Wladimir I. Lenin: Marx über die amerikanische „Schwarze Umteilung"

[Wperjod" Nr. 15, 7./20. April 1905. Nach Sämtliche Werke, Band 7, 1929, S. 303-310]

In Nr. 12 des „Wperjod" wurde das Auftreten von Marx in der Agrarfrage gegen Kriege erwähnt. Es war dies nicht im Jahre 1848, wie es irrtümlich im Artikel des Genossen –x hieß, sondern 1846. Ein Mitarbeiter von Marx, Hermann Kriege, damals noch ein sehr junger Mensch, siedelte 1845 nach Amerika über und gründete dort die Zeitschrift „Volkstribun", um den Kommunismus zu propagieren. Er führte jedoch diese Propaganda so, dass Marx gezwungen war, namens der deutschen Kommunisten gegen die Kompromittierung der Kommunistischen Partei durch Hermann Kriege entschieden Stellung zu nehmen. Die 1846 im „Westfälischen Dampfboot" veröffentlichte und im zweiten Bande des von Mehring herausgegebenen Marxschen Nachlasses abgedruckte Kritik an der von Kriege eingeschlagenen Richtung ist für die heutigen russischen Sozialdemokraten von ungeheurem Interesse.

Die Sache ist die, dass die Agrarfrage durch den Gang der amerikanischen sozialen Bewegung selbst damals ebenso im Vordergrund stand, wie jetzt in Russland, wobei es sich gerade nicht um eine entwickelte kapitalistische Gesellschaft, sondern um die Schaffung der ursprünglichen Grundbedingungen für eine richtige Entwicklung des Kapitalismus handelte. Dieser letzte Umstand ist besonders wichtig, wenn man eine Parallele ziehen will zwischen der Stellung von Marx gegenüber den amerikanischen Ideen der „Schwarzen Umteilung" und der Stellung der russischen Sozialdemokraten zu der heutigen Bauernbewegung.

Kriege hat in seiner Zeitschrift keinerlei Material geliefert zum Studium der konkreten sozialen Eigentümlichkeiten der amerikanischen Zustände, zur Klarlegung des wahren Charakters der damaligen Bewegung der Agrarreformer, die eine Beseitigung der Rente anstrebten. Dafür kleidete Kriege (ganz wie unsere „Sozialrevolutionäre") die Frage der Agrarrevolution in prunkvolle, großsprecherische Phrasen.

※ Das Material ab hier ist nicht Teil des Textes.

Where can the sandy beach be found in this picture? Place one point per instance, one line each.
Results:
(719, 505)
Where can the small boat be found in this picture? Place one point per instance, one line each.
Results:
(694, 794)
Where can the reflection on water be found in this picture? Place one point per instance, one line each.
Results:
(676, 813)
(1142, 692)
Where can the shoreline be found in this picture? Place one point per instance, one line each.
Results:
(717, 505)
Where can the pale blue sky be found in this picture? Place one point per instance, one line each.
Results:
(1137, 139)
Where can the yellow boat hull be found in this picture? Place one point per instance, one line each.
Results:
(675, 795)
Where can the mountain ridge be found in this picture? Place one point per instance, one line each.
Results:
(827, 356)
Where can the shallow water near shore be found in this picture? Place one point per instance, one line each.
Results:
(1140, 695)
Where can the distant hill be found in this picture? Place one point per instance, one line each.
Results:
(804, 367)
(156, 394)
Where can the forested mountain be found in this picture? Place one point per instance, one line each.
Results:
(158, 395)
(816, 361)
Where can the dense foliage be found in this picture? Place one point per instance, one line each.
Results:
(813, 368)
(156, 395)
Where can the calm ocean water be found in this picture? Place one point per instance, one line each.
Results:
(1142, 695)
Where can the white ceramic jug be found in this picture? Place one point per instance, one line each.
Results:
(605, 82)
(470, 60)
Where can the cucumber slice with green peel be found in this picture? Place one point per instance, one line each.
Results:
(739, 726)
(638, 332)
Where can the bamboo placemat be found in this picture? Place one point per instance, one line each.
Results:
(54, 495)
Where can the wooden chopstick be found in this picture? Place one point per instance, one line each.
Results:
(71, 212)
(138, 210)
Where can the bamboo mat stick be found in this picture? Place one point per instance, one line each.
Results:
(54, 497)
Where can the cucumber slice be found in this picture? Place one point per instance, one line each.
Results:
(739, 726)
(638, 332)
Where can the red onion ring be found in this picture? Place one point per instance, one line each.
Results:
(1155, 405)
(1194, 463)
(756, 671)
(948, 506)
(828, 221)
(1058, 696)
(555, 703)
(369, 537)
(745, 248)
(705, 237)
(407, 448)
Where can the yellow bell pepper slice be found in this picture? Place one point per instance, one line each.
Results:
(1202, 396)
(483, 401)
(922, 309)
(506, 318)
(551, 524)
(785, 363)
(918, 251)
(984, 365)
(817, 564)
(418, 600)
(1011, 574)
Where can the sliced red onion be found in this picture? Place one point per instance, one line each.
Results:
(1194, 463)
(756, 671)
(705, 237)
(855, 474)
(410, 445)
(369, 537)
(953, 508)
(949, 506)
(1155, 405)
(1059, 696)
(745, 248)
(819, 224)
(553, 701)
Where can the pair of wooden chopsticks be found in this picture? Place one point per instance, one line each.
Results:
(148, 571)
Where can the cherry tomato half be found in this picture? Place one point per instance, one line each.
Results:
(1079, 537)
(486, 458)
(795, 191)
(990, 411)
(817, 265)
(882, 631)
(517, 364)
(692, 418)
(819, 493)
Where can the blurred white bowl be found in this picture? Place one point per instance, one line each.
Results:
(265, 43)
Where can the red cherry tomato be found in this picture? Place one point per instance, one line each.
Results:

Jeder Arme“ – schrieb Kriege – „wird auf der Stelle in ein nützliches Glied der menschlichen Gesellschaft verwandelt, sobald man ihm die Gelegenheit gibt, produzierend tätig zu sein. Diese ist ihm aber für immer gesichert, sobald ihm die Gesellschaft ein Stück Land gibt, darauf er sich und seine Familie ernähren kann … Wird diese ungeheure Bodenfläche (die 1400 Millionen Acres nordamerikanischer Staatsländereien) dem Handel entzogen und in begrenzten Quantitäten der Arbeit zugesichert*, so ist mit einem Schlage der Armut in Amerika ein Ende gemacht…"

Darauf erwiderte Marx:

Dass es nicht in der Macht der Gesetzgeber liegt, durch Dekrete die Fortentwicklung des von Kriege gewünschten patriarchalischen Zustandes zum industriellen Zustande zu hemmen, oder die industriellen und kommerziellen Staaten der Ostküste in die patriarchalische Barbarei zurückzuwerfen, diese Einsicht wäre zu erwarten gewesen."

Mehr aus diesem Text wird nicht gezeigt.